Mauro Vanni (CID): “ddl non ci soddisfa ma noi non siamo per lo stralcio”

Le notizie, secondo le quali le associazioni di rappresentanza delle imprese balneari sarebbero soddisfatte per la caduta del Governo Draghi, in quanto potrebbero rimescolarsi le carte sulle concessioni demaniali, sono speculazioni che non trovano riscontro nella realtà.

Confartigianato Imprese Demaniali crede che in una situazione come l’attuale, con le famiglie e le imprese italiane in gravissima difficoltà, con gli impegni da onorare rispetto ai fondi europei stanziati per supportare l’economia e alimentarne la ripartenza, con una guerra in corso, una crisi di governo sia la cosa peggiore che poteva capitare, con rischio di gravissimi danni per il Paese. Con l’approvazione alla Camera del “DDL Concorrenza”, si apre una nuova fase dell’attività sindacale, sempre tesa ad ottenere la migliore tutela delle imprese associate.

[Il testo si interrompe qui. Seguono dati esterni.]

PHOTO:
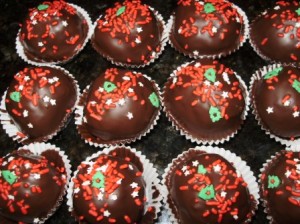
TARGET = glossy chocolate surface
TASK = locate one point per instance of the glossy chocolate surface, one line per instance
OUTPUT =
(280, 187)
(39, 100)
(53, 31)
(275, 34)
(276, 97)
(206, 28)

Un disegno di legge che non ci soddisfa e che, speriamo, possa essere modificato al Senato, ma non siamo tra quelli che chiedevano lo stralcio delle norme riguardanti le concessioni balneari. Sarebbe stato peggio, si sarebbe tornati al contenuto della sentenza del Consiglio di Stato, senza regole per le evidenze previste a fine 2023 e con una rischiosa anarchia nella loro gestione. E’ vero, nelle interlocuzioni con questo Governo, ci siamo imbattuti in tecnici che hanno gestito l’iter con un atteggiamento troppo rigido e restie a riconoscere il valore delle imprese demaniali.

Ma è altrettanto vero che il dialogo con le forze politiche ci ha sempre restituito un’attenzione diversa. Abbiamo colto disponibilità e una predisposizione al confronto. Tranne pochissimi casi, tutto l’arco costituzionale ha compreso il peso delle nostre rivendicazioni. Occorre ripartire da qui. I decreti attuativi del “DDL concorrenza” potranno cambiare sostanzialmente l’orientamento della legge, accogliendo le istanze delle microimprese demaniali a gestione familiare che danno lavoro a centinaia di migliaia di persone.

Questo è ciò che chiederemo al nuovo Governo, ed è il messaggio che vogliamo lanciare nel dibattito elettorale. Chiediamo una maggiore attenzione e più consapevolezza del valore delle nostre imprese nella filiera turistica italiana.